Par ailleurs, M. [S] affirme qu'il était tenu d'assister à des réunions, y compris le samedi, parfois en n'étant prévenu que la 'veille' (Cf mail du 28 avril 2017 à 5h55 de [I] [C]: 'désolé de prévenir si tard mais j'aimerais faire une petite réunion demain (un samedi) 15 heures. Toute présence est souhaitée mais je ne vous en voudrais pas pour les externes si vous n'êtes pas dispo (dans ce cas là vous aurez droit à un débrief ultérieur de notre part). C'est l'histoire d'un quart d'heure 20 minutes pour préciser/officialiser le rôle qu'aura désormais [E] sur Supersoluce. Merci aux externes de me confirmer ou non leur présence le plus tôt possible'), ce qui laisse entendre qu'il devait se tenir à la disposition de la société Hotpixel.
Il apparait, en outre, que la société Hotpixel était amenée à effectuer des bilans quant aux prestations effectuées.
Ainsi, dans un mail du 2 février 2015, ayant pour objet 'point méthodologique personnalisé supersoluce', [I] [C] écrivait à [J] [S]: 'Salut [J], comme je l'avais précisé la dernière fois lors de la conf skype, je me permets de faire un petit point/bilan concernant les méthodologies de travail de chacun.
C'est aujourd'hui ton tour. Je précise qu'il s'agit là de conseils importants visant à améliorer la qualité des soluces. Tu n'es pas le seul concerné, tout le monde fait l'objet d'un bilan et j'ai des points à revoir avec chacun d'entre vous. Ça ne remet absolument pas en cause le fait qu'on est très satisfait par la qualité de ton travail (mise en page, degré de précision) même si tu le sais déjà parce que tu y travailles, on aimerait bien te voir un peu plus rapide et moins expansif lorsque certains passages s'y prête. Go! (...)', message suivi de 4/5 pages de conseils'.
Si la société Hotpixel reconnait avoir adressé à [J] [S] des mails, notamment les 2 décembre 2014, 2 février 2015 et 3 avril 2015, dans lesquels, tout en soulignant la qualité de son travail, elle l'alertait sur sa lenteur et son rendement en lui communiquant des méthodologies, elle prétend que c'était uniquement pour qu'il puisse effectuer ses prestations plus vite et, ainsi, augmenter sa facturation, ce qu'il aurait apprécié. Là encore, de telles explications s'avèrent peu convaincantes.

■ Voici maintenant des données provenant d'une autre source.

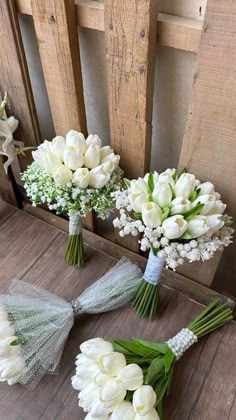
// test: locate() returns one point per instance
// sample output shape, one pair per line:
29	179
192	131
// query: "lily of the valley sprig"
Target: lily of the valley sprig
178	218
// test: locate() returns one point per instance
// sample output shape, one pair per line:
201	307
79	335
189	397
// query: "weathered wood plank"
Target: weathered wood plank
172	31
56	30
130	33
209	143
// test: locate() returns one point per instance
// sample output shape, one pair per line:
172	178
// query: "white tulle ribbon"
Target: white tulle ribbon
75	224
153	269
182	342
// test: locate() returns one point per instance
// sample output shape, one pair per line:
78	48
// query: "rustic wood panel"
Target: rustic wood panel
130	33
56	30
172	31
204	380
209	143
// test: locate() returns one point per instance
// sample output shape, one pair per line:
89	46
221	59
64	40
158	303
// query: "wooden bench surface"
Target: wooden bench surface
204	385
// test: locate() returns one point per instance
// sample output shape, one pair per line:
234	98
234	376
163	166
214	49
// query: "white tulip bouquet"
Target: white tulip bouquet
180	219
129	380
74	176
34	324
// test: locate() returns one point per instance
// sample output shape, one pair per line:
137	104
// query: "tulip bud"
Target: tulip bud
105	151
12	123
174	226
185	185
144	399
130	377
94	140
112	363
58	147
151	415
81	177
73	158
98	178
95	348
180	205
198	226
138	200
162	194
151	215
77	140
63	175
92	157
215	223
123	411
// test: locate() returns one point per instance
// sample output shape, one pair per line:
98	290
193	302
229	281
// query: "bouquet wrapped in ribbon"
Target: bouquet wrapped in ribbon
74	176
34	323
179	220
129	380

'Sur les conditions de 'rémunération' de M. [S] et l'existence d'autres sources de revenus
La Cour observe, en 1er lieu, que bien qu'il soit placé sous le statut d'auto-entrepreneur, la société Hotpixel n'a jamais été amenée à solliciter le moindre devis auprès de M. [S] [J], qui n'en établissait pas, et qu'en réalité, les tarifs de ses prestations étaient principalement, si ce n'est exclusivement, fixés par cette dernière, ainsi qu'en témoignent les messages suivants:
-mail du 28 octobre 2013 de [I] [C] à M. [S]: 'Tu te rajoutes un temps de travail considérable... Temps qu'on sera pas en mesure de prendre en compte dans la rému... C'est une première donc tu fais un peu office de cobaye mais déjà premier bilan ça prend beaucoup trop de temps. On est à la bourre sur la sortie du jeu', ce à quoi M. [S] a répondu le même jour: 'pour la rémunération servant de cobaye comme tu as dit n'étant pas habitué à ce genre d'exercice, je savais bien que tu pourrais pas me payer énormément, mais bon on en discutera quand j'aurai fini tout ça.';
-mail du 8 juillet 2014 de M. [S] à [I] [C]:'je ne sais pas si tu as eu le temps de regarder la soluce de Murdered: Soul Suspect que j'ai bouclé en deux semaines, afin de savoir quel prix tu lui donnes ';
- échanges de mails entre M. [S] et [N].[L] du 30 mars 2015:
[S]:'J'attends ta réponse pour savoir à combien vous estimez le travail effectué sur l'ensemble du mois'; (...)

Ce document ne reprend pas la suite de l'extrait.